Feature Article NDC Has a Minister of Education Whose MS in Sociology Degree Was Revoked by Legon - Part 3
SAT, 13 DEC 2025 66

To add insult to injury, as the trite and jaded saying goes, in the wake of the disciplinary revocation of the Master of Sociology Degree unethically earned by Mr. Haruna Iddrisu, about a couple of years after the academically dishonest culprit had graduated from the Main Legon Campus of the country’s oldest and foremost flagship academy, the University of Ghana, the then Deputy Minister in the government of the late President John Evans “Atta-Woyome” Mills, himself a former faculty member of the same institutional establishment, was promptly and contemptuously promoted to the rank of a substantive cabinet portfolio as a senior minister, obviously in a nosethumbing gesture at the Academic Council of Legon, as the University of Ghana is popularly known all over the world.

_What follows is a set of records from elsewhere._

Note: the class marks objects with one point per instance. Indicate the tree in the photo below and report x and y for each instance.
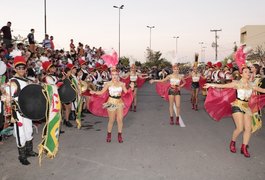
(138, 63)
(258, 55)
(124, 61)
(153, 58)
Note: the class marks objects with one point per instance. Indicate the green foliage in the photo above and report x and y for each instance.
(153, 58)
(138, 63)
(124, 61)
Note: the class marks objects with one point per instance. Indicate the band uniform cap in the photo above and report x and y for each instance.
(19, 60)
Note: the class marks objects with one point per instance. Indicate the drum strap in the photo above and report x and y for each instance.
(18, 87)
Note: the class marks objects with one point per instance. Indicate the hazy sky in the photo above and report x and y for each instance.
(96, 23)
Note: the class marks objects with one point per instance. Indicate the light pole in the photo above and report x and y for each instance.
(121, 7)
(150, 27)
(176, 37)
(215, 44)
(203, 53)
(45, 23)
(201, 43)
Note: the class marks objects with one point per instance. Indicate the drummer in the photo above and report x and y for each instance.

There were, of course, several problems here, not the least bit of which was the undeniably curious fact that it had taken the Legon Academic Council so unusually long - that is, at least two to three years - to figure out the morally and the professionally embarrassing realization of having awarded a graduate degree in Sociology to a student who had largely and academically untenably and literally plagiarized his way right out of the country’s oldest and most prestigious citadel of the best and the brightest not only in Ghanaian society but, indeed, one of the most prestigious and reputable tertiary academies on the entire African Continent.

Equally depressing and perhaps even more insulting to the intelligence of the Ghanaian people and the image and the reputation of the nation at large, was the fact that President Mills, who had so flagrantly dared to cavalierly and peevishly thumb his nose at the Academic Council at the University of Ghana, as already hinted in the preceding paragraphs, was himself an alumnus and a former senior professor on the faculty of the University of Ghana Law School, then called the Faculty of Law, and may very well have been a bona fide member of the University’s Academic Council at one time or another.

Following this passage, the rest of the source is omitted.